Background Left ventricular hypertrophy (LVH) is an established independent predictor of cardiovascular morbidity and mortality. Indices derived from the electrocardiogram (ECG) have been used to infer the presence of LVH with limited sensitivity. The aim of this study was to assess the discriminative power of a combination of ECG biomarkers to optimally classify LVH using random forest and address class imbalance using downsampling.
Methods We extracted ECG biomarkers with a known physiological association with LVH from the 10-second 12-lead ECG of 38,382 participants (37,731 with normal LV, 615 with LVH) in the UK Biobank. LVH was defined based on parameters from cardiac magnetic resonance imaging. Chi-Squared was used for ECG biomarker selection and classification was performed using random forest. The dataset was split into 80% training set and 20% testing set for performance measurement. Additionally, ten-fold cross validation was applied to train the random forest algorithm. Downsampling was performed in the training set of the majority normal LV group.
Results The combination of the top 40 ranking ECG biomarkers were used in the random forest classifier. Classification of LVH in the imbalanced dataset had 98% accuracy with 4% specificity (sensitivity 99%, F1 score 99%, AUC 0.76). Following downsampling, accuracy decreased to 45% and the specificity was 89% (sensitivity 45%, F1 score 62%, AUC 0.80).

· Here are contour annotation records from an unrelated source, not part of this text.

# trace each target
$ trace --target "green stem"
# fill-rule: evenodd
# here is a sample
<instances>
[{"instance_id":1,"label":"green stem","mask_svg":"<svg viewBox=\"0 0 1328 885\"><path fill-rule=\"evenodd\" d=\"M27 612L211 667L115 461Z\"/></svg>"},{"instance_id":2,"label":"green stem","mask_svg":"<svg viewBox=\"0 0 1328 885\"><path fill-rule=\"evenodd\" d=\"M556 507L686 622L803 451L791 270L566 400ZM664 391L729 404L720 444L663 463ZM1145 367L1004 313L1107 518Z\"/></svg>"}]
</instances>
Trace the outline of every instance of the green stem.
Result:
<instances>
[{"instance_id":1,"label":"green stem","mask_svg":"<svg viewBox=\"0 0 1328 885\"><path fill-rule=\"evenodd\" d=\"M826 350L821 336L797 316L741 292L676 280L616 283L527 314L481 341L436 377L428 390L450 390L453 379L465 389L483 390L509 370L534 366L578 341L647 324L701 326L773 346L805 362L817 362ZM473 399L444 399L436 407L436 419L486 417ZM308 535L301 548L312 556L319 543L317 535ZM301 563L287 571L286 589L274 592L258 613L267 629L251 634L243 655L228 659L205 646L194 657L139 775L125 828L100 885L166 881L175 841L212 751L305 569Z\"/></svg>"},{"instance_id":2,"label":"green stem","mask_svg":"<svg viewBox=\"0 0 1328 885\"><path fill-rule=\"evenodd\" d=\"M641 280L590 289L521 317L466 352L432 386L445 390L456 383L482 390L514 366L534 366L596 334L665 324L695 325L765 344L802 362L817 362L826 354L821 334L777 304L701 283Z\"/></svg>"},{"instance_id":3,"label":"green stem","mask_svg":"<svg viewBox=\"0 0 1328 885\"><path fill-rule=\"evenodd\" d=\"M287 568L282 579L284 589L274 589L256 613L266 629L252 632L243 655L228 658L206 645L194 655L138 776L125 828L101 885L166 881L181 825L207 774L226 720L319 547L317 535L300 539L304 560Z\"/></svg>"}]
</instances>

Conclusions A combination of extracted morphological ECG biomarkers in the random forest classifier were able to discriminate between normal LV group and LVH. We addressed class imbalance in our data using downsampling, which improved specificity of the classifier. Our findings provide support for the ECG as an inexpensive screening tool to identify LVH. In future work we will use other classifiers such as support vector machine and deep learning for comparison and explore heterogenous patient populations with more cases of LVH for optimisation.